Elizabeth Strout, writing without judgment

Usually I’m thinking of mindfulness and I bring it to writing. Today, I’m thinking of writing and bringing it to mindfulness.

AIPRecently, I saw Elizabeth Strout at the Free Library of Philadelphia. She’s on tour for her latest novel Anything Is Possible. Instead of giving a reading – the book had just come out – Strout was in conversation with the library’s events Assistant Director, Laura Kovacs. Listening to her talk about how she approaches writing and how she feels about her characters, I completely fell in love with her. She is smart, funny and wise.

Kovacs asked Strout how she avoids judgment when presenting her characters. Strout’s response:

It came to me a number of years ago that one of the things I love about writing, is that when I go to the page I suspend judgment. In real life, I’m probably as judgmental as the next person, because that’s how we maneuver through the world. We just become judgmental, which is tiresome. We do and we are and yet, when I go to the page, I just don’t care. I just have an open heart for my characters and so it’s a wonderful thing. It’s very freeing and it allows me to just report on what people are doing.
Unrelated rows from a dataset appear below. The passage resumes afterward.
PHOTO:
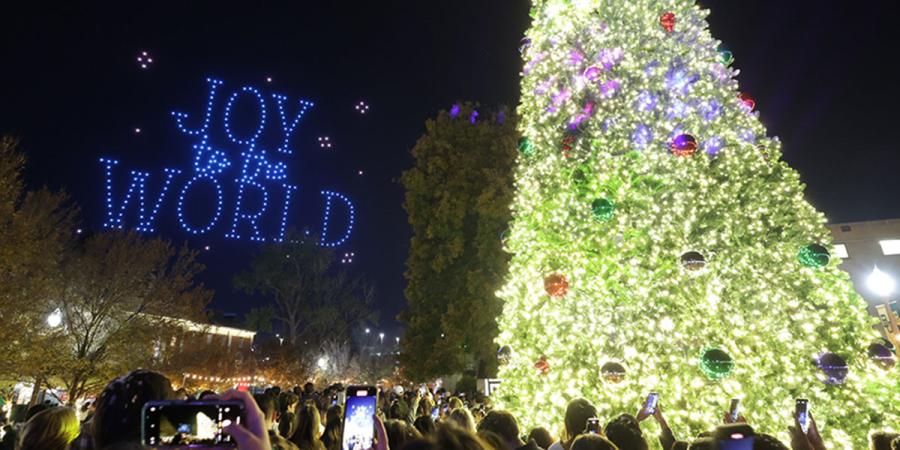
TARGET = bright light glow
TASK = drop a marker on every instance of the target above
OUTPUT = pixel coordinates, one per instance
(840, 250)
(55, 318)
(880, 283)
(890, 247)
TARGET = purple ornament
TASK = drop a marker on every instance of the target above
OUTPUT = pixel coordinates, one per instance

Because you know that’s my job –  to show what we’re all up to or what some of us are up to.

She loves her characters – all of them – and because of this, there is no judgment, there is no melodrama.

Because melodrama is like good or bad. And in what I’m trying to do, I’m not interested in whether they are good or bad. I’m interested in the crevices of all those in-between spaces that most of us live in.

This is what makes Strout’s characters so authentic, so intriguing. Her love of her characters is infectious. It’s why we care so much about Lucy Barton and her mother in My Name is Lucy Barton – two women sitting in a hospital room gossiping about the people of their hometown.Lucy Barton

It got me thinking about how we create the melodramatic in our own lives. For each of us, there are people who strive to create it on a daily basis. Years ago, I decided not to cultivate these relationships. I understood that manufacturing melodrama was unnecessary and exhausting. In living life, enough tragic events will find you. Enjoy peace while you can.

In listening to Strout’s approach to her characters, it strikes me now that a lot of this manufactured melodrama is based on judgment. In each scenario, the creator is judging the others, whether they be co-workers, family or neighbors. It is a battle of good vs. evil, and the creator is always the good, the righteous. There must be winners and losers. Sometimes the co-workers, family or neighbors aren’t even aware they are engaged in the turmoil.

How would our lives change if we were mindful of our inclination to judge others? If we didn’t judge people constantly, wouldn’t we lose the melodrama too? If every action wasn’t in need of being judged as morally good or bad, if we merely viewed what was happening, would we see reality more clearly? Or as Strout says of judging her characters, if she is able “to rise above it and love them . . . I can write without melodrama.”

2 thoughts on “Elizabeth Strout, writing without judgment

  1. Bridget May 25, 2017 / 8:13 am

    So true, Susan! The world would be a better place if we could suspend judgment and turn down the drama!